Globe, 50, joined Steven Spielberg’s Amblin Entertainment in 1983, working on licensing and marketing. He launched DreamWorks’ consumer products when the studio was founded in 1994 by Spielberg, Jeffrey Katzenberg and David Geffen. He’s developed programs for such franchises as “Jurassic Park,” “E.T.,” “Who Framed Roger Rabbit,” “The Land Before Time” and, most recently, “Shrek” and “Shrek 2.”
“I felt my work had been completed there. I was ready for something new,” Globe said. “I sat down with Steven and Jeffrey, and they understood.”

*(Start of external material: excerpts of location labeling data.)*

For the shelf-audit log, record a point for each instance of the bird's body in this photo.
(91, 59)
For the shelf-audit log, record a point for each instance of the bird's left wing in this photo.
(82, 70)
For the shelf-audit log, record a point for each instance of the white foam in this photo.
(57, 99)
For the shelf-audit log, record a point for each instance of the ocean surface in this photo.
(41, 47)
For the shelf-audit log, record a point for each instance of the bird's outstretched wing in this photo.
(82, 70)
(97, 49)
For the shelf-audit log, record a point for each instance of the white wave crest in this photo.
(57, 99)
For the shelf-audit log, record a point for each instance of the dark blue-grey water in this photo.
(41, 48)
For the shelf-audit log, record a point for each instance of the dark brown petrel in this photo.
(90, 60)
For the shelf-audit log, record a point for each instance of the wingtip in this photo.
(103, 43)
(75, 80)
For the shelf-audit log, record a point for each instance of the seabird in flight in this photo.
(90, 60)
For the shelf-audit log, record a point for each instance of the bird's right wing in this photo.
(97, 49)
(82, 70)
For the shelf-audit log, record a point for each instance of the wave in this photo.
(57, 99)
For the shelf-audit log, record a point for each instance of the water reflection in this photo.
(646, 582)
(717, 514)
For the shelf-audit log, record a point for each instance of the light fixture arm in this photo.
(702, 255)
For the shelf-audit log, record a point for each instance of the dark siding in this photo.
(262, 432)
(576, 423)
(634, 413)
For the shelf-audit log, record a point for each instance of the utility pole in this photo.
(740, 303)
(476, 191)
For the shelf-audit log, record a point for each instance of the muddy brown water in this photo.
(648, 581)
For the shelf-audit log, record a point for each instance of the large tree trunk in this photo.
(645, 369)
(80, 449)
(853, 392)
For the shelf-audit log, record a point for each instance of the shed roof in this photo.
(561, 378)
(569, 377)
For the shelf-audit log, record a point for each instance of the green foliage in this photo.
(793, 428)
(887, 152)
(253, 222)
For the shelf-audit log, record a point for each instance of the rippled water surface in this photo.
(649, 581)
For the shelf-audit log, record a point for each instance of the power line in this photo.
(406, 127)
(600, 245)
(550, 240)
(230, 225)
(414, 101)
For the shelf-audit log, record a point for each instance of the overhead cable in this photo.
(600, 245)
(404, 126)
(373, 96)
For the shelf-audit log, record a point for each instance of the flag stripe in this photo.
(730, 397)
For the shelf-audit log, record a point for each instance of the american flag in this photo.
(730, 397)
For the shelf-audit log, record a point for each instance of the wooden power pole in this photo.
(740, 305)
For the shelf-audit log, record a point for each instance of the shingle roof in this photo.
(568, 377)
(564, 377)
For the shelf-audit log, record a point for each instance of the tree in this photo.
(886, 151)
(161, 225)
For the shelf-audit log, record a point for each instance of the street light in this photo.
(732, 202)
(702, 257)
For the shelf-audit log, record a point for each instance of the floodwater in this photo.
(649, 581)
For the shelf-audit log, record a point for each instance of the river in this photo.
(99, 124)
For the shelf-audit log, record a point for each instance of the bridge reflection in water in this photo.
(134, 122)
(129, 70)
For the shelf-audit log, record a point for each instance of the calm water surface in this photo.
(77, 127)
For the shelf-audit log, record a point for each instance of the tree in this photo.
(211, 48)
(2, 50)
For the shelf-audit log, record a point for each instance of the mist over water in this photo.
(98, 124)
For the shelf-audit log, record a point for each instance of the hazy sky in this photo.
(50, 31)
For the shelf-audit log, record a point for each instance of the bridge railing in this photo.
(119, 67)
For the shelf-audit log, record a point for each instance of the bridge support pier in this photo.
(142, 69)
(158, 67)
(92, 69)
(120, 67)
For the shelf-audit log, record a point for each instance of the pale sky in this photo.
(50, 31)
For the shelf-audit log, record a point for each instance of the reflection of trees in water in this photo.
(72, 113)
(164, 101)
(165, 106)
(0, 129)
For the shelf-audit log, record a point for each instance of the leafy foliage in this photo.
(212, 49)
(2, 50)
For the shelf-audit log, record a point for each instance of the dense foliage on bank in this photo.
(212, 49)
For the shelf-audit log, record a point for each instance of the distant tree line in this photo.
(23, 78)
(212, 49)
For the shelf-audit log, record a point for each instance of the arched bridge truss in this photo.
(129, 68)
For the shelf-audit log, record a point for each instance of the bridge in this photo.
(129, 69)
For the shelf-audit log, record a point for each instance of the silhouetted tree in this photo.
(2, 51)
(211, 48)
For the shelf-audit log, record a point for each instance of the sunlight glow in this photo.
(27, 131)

Romanelli, a longtime friend and colleague, “expressed his desire to make some changes.”
Warner is one of the largest consumer products groups in the world, posting $6 billion a year in annual retail sales. It has a staff of 400.
“For over two decades, Brad has been more than just a part of my creative team — he’s been a caring friend and a good brother to me as well. I’m really going to miss him,” Spielberg said in a statement.
Romanelli, 61, has been at Warner for 23 years. He will become a creative consultant for the company.
He’s proud of the division’s work with “Batman,” with Looney Tunes through the Kids’ WB and Cartoon Network and of the way it’s leveraged Warner’s film library. Romanelli has also grown international to 50% of the unit’s biz — a trend he said studio chief Barry Meyer has encouraged.
The traditional consumer products business has been squeezed Stateside by massive consolidation on the retail side, which means fierce competition for limited shelf space.
Globe said the biz has always been tough. The challenge is to think outside the box. “There are no limitations on how you can utilize intellectual properties.”